Add runners: Extend runners.csv with new runner types (e.g., GPU runners for ML workflows).
Adjust concurrency: Change max_concurrent in runners.csv or modify SCENARIO_VALUES to test different capacity levels.
Weight by priority: Add a priority column to workflows.csv and incorporate it into the objective to prefer assigning critical jobs to faster runners.
Time windows: Add time slot concepts to model scheduling across discrete time periods, not just assignment.
Real data: Replace CSVs with queries against your CI/CD platform’s API or data warehouse.

Troubleshooting

Problem is infeasible

The concurrency limits are too tight for the number of workflows. Rather than guess, request a conflict diagnosis — solve(conflict=True) returns the irreducible infeasible subsystem (the stranded jobs and the binding runner cap), as shown in the maintenance-outage section. Then increase max_concurrent for the named runner in runners.csv, reduce the number of workflows competing for it, or raise the concurrency multiplier.

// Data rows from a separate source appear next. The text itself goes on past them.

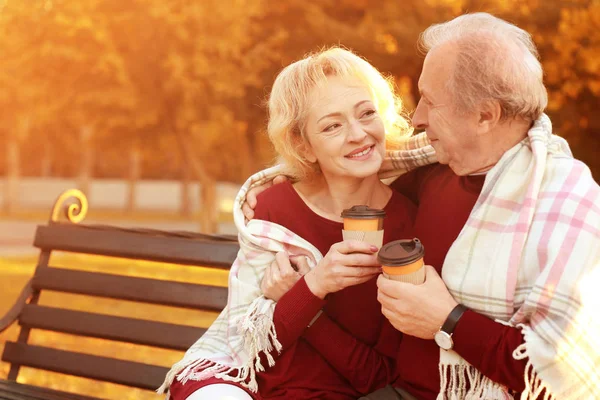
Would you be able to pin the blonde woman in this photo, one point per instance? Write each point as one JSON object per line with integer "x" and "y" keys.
{"x": 328, "y": 118}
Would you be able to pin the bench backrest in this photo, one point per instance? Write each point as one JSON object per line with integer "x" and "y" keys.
{"x": 142, "y": 244}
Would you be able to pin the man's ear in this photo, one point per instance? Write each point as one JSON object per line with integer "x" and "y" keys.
{"x": 490, "y": 113}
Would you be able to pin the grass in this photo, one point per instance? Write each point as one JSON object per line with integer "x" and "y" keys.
{"x": 16, "y": 271}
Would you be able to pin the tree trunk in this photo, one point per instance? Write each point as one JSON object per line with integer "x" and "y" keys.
{"x": 46, "y": 163}
{"x": 208, "y": 197}
{"x": 208, "y": 208}
{"x": 86, "y": 162}
{"x": 133, "y": 176}
{"x": 186, "y": 207}
{"x": 245, "y": 150}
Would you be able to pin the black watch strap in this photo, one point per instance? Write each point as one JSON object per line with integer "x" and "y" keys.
{"x": 453, "y": 318}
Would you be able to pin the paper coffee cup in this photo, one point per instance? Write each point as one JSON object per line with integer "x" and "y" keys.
{"x": 402, "y": 260}
{"x": 364, "y": 224}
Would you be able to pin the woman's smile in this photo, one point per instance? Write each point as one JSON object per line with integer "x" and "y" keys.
{"x": 361, "y": 154}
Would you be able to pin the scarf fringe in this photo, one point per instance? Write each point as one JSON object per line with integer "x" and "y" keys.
{"x": 258, "y": 330}
{"x": 534, "y": 386}
{"x": 465, "y": 382}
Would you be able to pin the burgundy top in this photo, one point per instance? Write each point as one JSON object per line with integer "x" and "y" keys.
{"x": 300, "y": 372}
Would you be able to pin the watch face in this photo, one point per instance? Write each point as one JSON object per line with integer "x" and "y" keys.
{"x": 443, "y": 340}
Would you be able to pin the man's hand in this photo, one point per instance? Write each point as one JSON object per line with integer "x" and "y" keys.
{"x": 250, "y": 204}
{"x": 347, "y": 263}
{"x": 281, "y": 276}
{"x": 417, "y": 310}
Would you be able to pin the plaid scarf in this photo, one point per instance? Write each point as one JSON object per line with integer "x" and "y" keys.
{"x": 529, "y": 256}
{"x": 231, "y": 348}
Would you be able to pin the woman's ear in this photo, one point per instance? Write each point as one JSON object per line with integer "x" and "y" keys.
{"x": 305, "y": 150}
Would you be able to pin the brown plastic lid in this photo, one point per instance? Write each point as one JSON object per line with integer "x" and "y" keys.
{"x": 363, "y": 212}
{"x": 401, "y": 252}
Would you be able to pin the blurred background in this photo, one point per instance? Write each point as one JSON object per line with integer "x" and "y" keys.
{"x": 154, "y": 108}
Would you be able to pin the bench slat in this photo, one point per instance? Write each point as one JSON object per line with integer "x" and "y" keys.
{"x": 130, "y": 330}
{"x": 122, "y": 372}
{"x": 145, "y": 290}
{"x": 139, "y": 245}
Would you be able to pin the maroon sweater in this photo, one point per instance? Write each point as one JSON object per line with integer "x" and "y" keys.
{"x": 445, "y": 201}
{"x": 300, "y": 372}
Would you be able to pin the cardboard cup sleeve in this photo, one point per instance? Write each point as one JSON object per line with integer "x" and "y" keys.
{"x": 372, "y": 237}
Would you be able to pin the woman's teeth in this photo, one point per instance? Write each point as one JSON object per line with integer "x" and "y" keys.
{"x": 362, "y": 153}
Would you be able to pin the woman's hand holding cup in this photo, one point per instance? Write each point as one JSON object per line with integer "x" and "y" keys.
{"x": 347, "y": 263}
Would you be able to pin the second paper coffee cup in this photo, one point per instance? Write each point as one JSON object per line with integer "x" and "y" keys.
{"x": 402, "y": 260}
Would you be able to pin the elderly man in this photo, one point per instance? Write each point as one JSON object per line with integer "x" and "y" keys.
{"x": 510, "y": 223}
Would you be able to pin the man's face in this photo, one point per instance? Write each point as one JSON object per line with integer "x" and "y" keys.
{"x": 453, "y": 135}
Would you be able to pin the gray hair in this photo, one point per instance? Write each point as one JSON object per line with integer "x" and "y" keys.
{"x": 496, "y": 61}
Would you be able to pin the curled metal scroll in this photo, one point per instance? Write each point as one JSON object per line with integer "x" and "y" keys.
{"x": 74, "y": 211}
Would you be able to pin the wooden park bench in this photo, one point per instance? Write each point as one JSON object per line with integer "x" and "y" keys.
{"x": 184, "y": 248}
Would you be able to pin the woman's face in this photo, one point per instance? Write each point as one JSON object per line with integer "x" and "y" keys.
{"x": 346, "y": 135}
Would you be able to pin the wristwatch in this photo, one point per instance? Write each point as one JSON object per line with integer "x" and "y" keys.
{"x": 443, "y": 337}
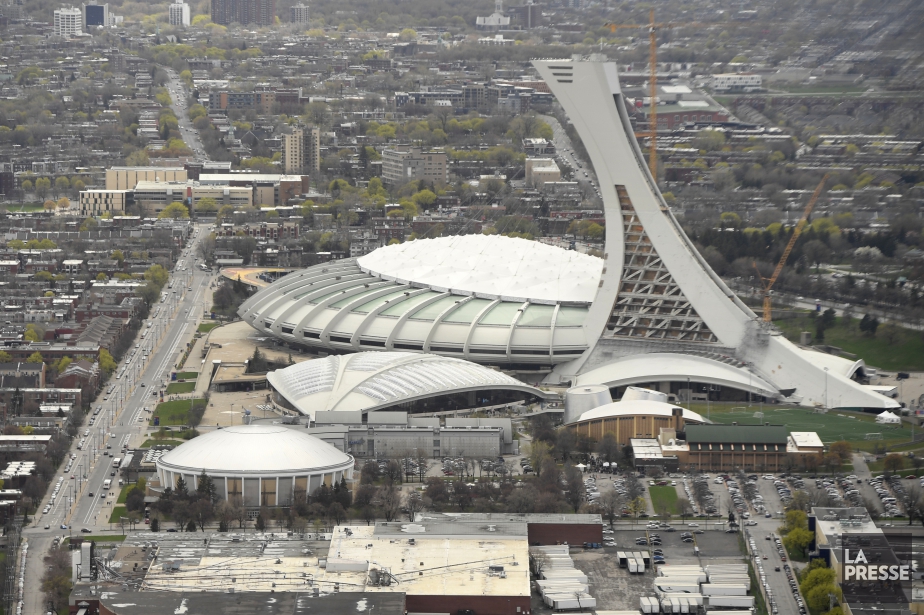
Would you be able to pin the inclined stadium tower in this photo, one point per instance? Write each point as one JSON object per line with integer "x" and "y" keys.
{"x": 650, "y": 312}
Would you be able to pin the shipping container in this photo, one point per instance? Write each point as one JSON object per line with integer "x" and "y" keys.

rai init fails or connection errors

Ensure your Snowflake credentials are configured correctly and that the RAI Native App is installed on your account. Run rai init again and verify the connection settings.

ModuleNotFoundError for relationalai

Make sure you activated the virtual environment and ran python -m pip install . from the template directory. The pyproject.toml declares the required dependencies.

All workflows assigned to the same runner

This is expected if one runner is cheapest and has enough concurrency. Check that compatibility.csv correctly restricts which runners can handle each workflow’s OS and resource requirements.